And to those ladies who were groomed and now speak out, interview, research, educate and fight. If you are reading - you are fabulous, brave women. I hope the grooming inquiry and the many people who donated show that you are in many people’s thoughts. And anyone affected reading this, girl or parent or family member - I really hope you get some closure. You are in my thoughts most days despite not knowing any of you.

Wasitabadger · 02/01/2026 17:40

I have been reading this page for days. I can see and understand all sides of the arguments. I have held back from commenting while trying to analyse my thoughts. Now I feel the grooming girls has arisen I need to say something at risk of outing myself.
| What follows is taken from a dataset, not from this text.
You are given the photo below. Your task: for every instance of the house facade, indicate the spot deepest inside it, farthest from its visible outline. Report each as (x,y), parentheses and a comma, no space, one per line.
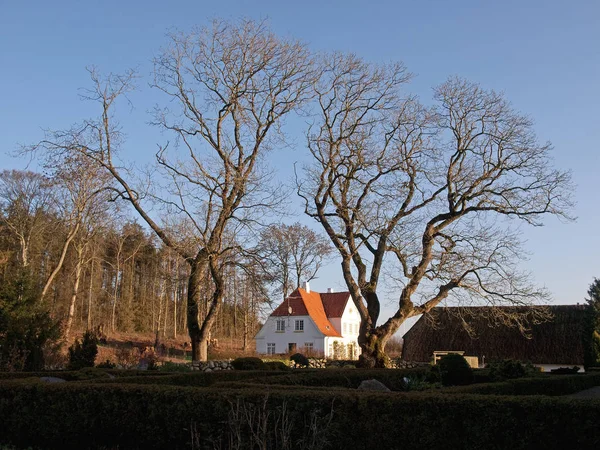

my husband asked me the other day when I started stuggling with Christmas. I told him it was when I was 11 years old and newly adopted. My adoptive father adopted me to remove the intrusion and closer observations of social workers. From the age of 7 until my late-twenties when I literally moved hundreds of miles away. I was never allowed to forget I was I was the foster child, I was bullied repeatedly, relentlessly and revoltingly as a child in the lovely middle class environment. I was raised in a gilded cage, told to be grateful for having parents, holidays and a fancy card. Yet I lived in a house of horror and torment. I did speak out when I was a 13 and subsequently mentally and emotionally punished by the so called professional social workers who informed me I was a promiscuous liar (the reality even as adult, intimacy with my loving husband is difficult), the teachers were as bad and a so called friend told me her Mum said this is what happens to girls like me.

I ran away at 16 to another abuser then at 19 met my biological family. The only decent women in that family was my grandmother who I sadly lost at 27. I felt guilt for years at not feeling like I thought I was supposed to about the biological family. Then I read the social care files.

My first Christmas was spent in hospital. I have a younger half sister who is a social worker and makes excuses for her mother. It absolutely disgusts me and I am no contact with any member of my biological family and nor do I wish to be.

I have turned my life around and advocating for change using the skills I have developed with lived expertise. As are other survivors of the care system. Yet professionally I have met adoptive parents who act as though they deserve sainthood (I find them very triggering of my own adoptive parents ) and others who I respect and only share they are an adoptive parent in an appropriate manner to support the young person.

i was once making small talk with a social worker, I mentioned my husband and I talked about adopting. To be informed that is not all babies and cuteness. I was being automatically judged as I am considered to be well spoken. I do not need theories to tell me the reality I have lived it. Actually I would adopt older children or a sibling group (I have not been able to have biological children). I was so ashamed and internalised my shame I did not speak out.

There is no one size fits all, each case should be a case by case examination with a legislative and policy guideline ( I say this as a policy analyst/researcher). My last point is that, there are genuine biological families (who cannot care for a child for a variety of reasons), there are genuine adopters and professionals who are doing there best and there are also those abusive biological families, abusive adopted families and negligent professionals.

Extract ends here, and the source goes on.